In Asia, SR tells clients that sentiment has become extraordinarily depressed in all the largest economies. And although it describes the underlying situation as “challenging,” it tells clients some of the valuations are becoming compelling. So it has lifted its positions in Hyundai Greenfood, a little known industrial catering business; Unicharm, a Japan-based personal hygiene products company; Japan Tobacco; Prudential Insurance and Yum! Brands — a play on Chinese growth.

In Japan, the firm remains 17 percent long and hedged back into U.S. dollars, using derivative option contracts to control volatility.

In what it calls the “frontier” portfolio, the largest exposure is to Nigeria, 15.7 percent, where it especially likes banks as a play on falling rates in the second half of the year driven by more favorable inflation data. Philippines, at 7.5 percent has the second largest exposure, calling it “a story of economic rebirth fuelled by the macro and micro reforms of the Aquino government combined with very positive demographics.” However, it warns that equity valuations are now at the top end of their historic range. Other top exposures include United Arab Emirates (7.2 percent), Qatar (6.9 percent) and Saudi Arabia (6.5 percent).

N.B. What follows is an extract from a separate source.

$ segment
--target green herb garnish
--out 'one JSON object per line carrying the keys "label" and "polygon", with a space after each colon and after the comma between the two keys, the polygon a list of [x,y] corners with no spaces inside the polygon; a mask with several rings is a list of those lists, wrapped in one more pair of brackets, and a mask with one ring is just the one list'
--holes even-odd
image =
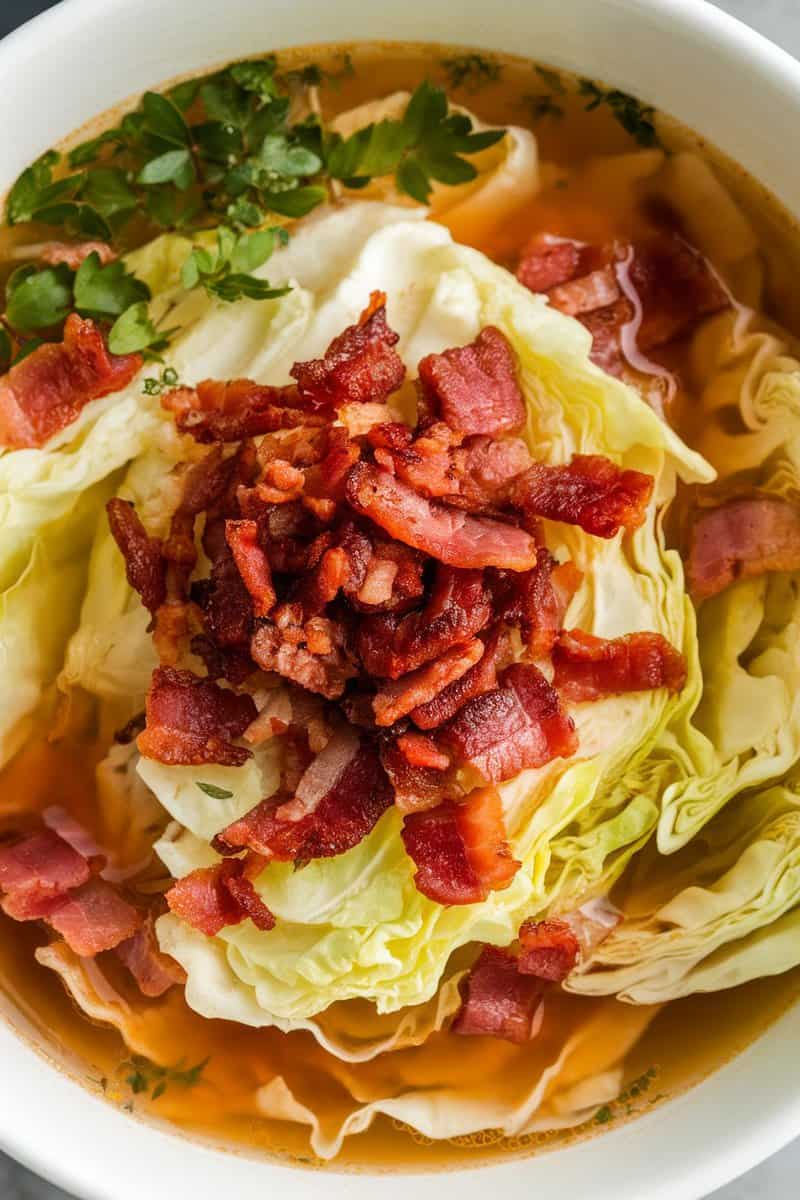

On a more macro level, SR points to a recent Barclays Capital study of likely real returns from major markets over the next five years. The investment bank, it seems, predicted 15 percent compound real returns from Japan, 9 percent gains from Europe and the U.K. and just 4 percent from the U.S., mainly due to a decline in currently very high operating margins. SR tells clients: “This declining profitability and fears over the U.S. fiscal cliff remain two large risks to international markets.”